Data Analysis

Andrey Shestakov (avshestakov@hse.ru)

Supervised learning quality measures¹

^{1. Some materials are taken from machine learning course of Victor Kitov}

Let's recall previous lecture¶

Linear Classification
- Binary linear classifier: $\widehat{y}(x)=sign(w^{T}x+w_{0})$.
- Various multiclassification approaches: 1-vs-all, 1-vs-1, etc..
Perceptron, logistic, SVM - linear classifiers estimated with different loss functions.
Optimized with gradient descent

Model Evaluation¶

If we have several models we need to understand which one is better then the other
- If performance of complex model is similar to performance of more simplistic model use the latter!

Understand the profit of our model in business domain (see this)

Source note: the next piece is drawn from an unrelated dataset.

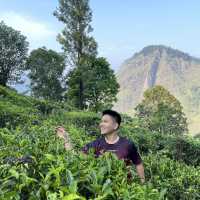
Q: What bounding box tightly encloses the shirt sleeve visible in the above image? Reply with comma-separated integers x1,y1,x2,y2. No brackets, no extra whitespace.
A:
81,140,97,154
81,142,93,154
128,142,142,165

Check if ML model is performind better then simple heuristics or (almost) zero-information prediction, or simple baseline models
- Always predict the majority class (classification)
- Always predict the mean value (regression)
- Build a simple model and compare it's performance with your sophisticated model

Before we go¶

Recall the difference between loss function and quality measures¶

Loss functions are directly optimized by the algorithms
Loss functions allways can be computed for a single object
Quality measures are usually computed for a set

Quality measures: Regression¶

1. (R)MSE ((Root) Mean Squared Error)

$$ L(\hat{y}, y) = \frac{1}{N}\sum\limits_{n=1}^N (y_n - \hat{y}_n)^2$$

2. MAE (Mean Absolute Error)

$$ L(\hat{y}, y) = \frac{1}{N}\sum\limits_{n=1}^N |y_n - \hat{y}_n|$$

What are key differences?
What are key issues?

MAE and MSE¶

Different scales
MSE penalize greater error more
MAE is robust to outliers
We can compare models with MAE and MSE but it is hard to tell if a model is good overall...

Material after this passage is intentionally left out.